Futureproof is proud to introduce the chairman of our board, S’onqoba Maseko. S’onqoba received her Honours Degree from Wits University and is just three exams away from being a fully-qualified Actuary. The 31-year-old S’onqoba, originally from the banking industry, has previously filled several key roles at The First Rand Group, including; executive assistant to the Group CEO, Sizwe Nxasana and the head of the FNB Innovators Programme.
She is the founding COO of the Sifiso Education Group – a disruptor in the education space which also is the owner of Future Nation Schools. S’onqoba is also the Managing Director of an advisory and implementation consultancy for SMME’s called Perpetu8.
Naturally, combining her skills and experience with a passion for education and entrepreneurship has made her the perfect fit for Futureproof! S’onqoba believes that education is crucial. “It’s a game changer for the nation, the continent and the globe. It requires us to prepare children for an uncertain future in the best way we know how,”
“In a country such as ours, Futureproof instils the entrepreneurial qualities needed to not only run a business but to navigate through life,” S’onqoba continues.
The current education system does not cater to the needs of our local and global economy. In the time of innovation, our teachers are not equipped to deal with this change and soon enough, traditional employment opportunities will no longer exist. Speaking to this topic, S’onqoba says: “It’s not about only content – you can Google anything. It’s about skills such as critical and analytical thinking, creativity, communication, collaboration and technology”.
With the lack of skills available to prepare our country for the fourth industrial revolution, S’onqoba says that we need to find ways to unearth existing skills and to impart new skills that are more aligned to what industry and the country needs. “We need to reframe our thinking: we need entrepreneurs, technical specialists, technology whizz kids. We need creatives, thinkers and solution-orientated problem solvers”.
“We need to make school content and theory relevant to the current and future world. We need a curriculum, approach and a pool of skills that align to the world and the future predicted. Grade 1 learners this year will finish school in 2030. Are we teaching them what they will need to succeed?”
She believes that the high unemployment rate of our youth is largely due to a lack of skills. “We have so many job vacancies yet so much unemployment. We still have companies wich only recruit based on formal qualifications and see this as the only way to have the required skills. This is outdated, and the world is moving beyond it”.
With South Africa now in technical recession, S’onqoba stresses the need for the country to pull up its boot straps and get on with the hard work that needs to be done. “Our entrepreneurial ecosystem is not working as well as it should. It’s broken. We’re spending billions as a country whilst seeing very little impact and return of that investment”.

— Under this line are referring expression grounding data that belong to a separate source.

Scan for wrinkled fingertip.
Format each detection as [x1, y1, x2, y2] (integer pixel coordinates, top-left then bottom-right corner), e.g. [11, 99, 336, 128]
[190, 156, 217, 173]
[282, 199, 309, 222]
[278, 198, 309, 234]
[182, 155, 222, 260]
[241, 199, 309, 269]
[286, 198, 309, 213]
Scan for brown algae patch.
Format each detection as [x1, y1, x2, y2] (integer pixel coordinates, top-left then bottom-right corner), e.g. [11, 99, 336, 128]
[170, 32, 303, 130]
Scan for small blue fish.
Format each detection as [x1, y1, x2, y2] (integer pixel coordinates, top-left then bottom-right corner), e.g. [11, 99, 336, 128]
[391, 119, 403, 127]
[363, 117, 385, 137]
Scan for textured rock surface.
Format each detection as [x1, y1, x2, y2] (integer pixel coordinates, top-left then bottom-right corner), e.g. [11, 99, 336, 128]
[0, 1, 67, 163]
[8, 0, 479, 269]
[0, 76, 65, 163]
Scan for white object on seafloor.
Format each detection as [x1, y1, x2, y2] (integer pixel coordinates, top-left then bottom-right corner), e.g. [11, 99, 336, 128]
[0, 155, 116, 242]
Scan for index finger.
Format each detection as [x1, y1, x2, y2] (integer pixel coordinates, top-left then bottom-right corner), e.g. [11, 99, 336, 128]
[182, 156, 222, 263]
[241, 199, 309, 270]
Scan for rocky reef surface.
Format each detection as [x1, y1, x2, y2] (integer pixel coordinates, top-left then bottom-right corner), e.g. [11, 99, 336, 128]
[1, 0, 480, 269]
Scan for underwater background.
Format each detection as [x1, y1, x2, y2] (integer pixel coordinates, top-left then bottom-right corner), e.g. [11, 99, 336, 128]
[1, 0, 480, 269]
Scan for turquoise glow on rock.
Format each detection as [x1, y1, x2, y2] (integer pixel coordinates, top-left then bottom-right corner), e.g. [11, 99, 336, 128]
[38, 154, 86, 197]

Caring for the needs of all stakeholders, S’onqoba believes that one of the reasons for Futureproof’s success and phenomenal growth is because the business simply ‘gets on with it’. “No excuses, no time wasting” she explains.
As a flourishing entrepreneur in a tough economy, S’onqoba shares some of her key learnings and says that an entrepreneur cannot survive without grit, curiosity and EQ: “Set up a business for scale from day one – think of your end state and build your business with that in mind. Recruit people who ‘get it’ and then develop them to be the best version of themselves so that they can add great value to your business,”
“Fill your board with passionate, skilled specialists who don’t only look to monetary income but are driven by passion, community and purpose. Manage your time like its money; in fact, it’s more precious”.
We need to build sustainable businesses that employ more people and grow in revenue and turnover. “We need businesses that embrace the future and technology to solve the problems we face in an efficient and customer centered way without legacy and an inability to innovate standing in the way.” she concludes.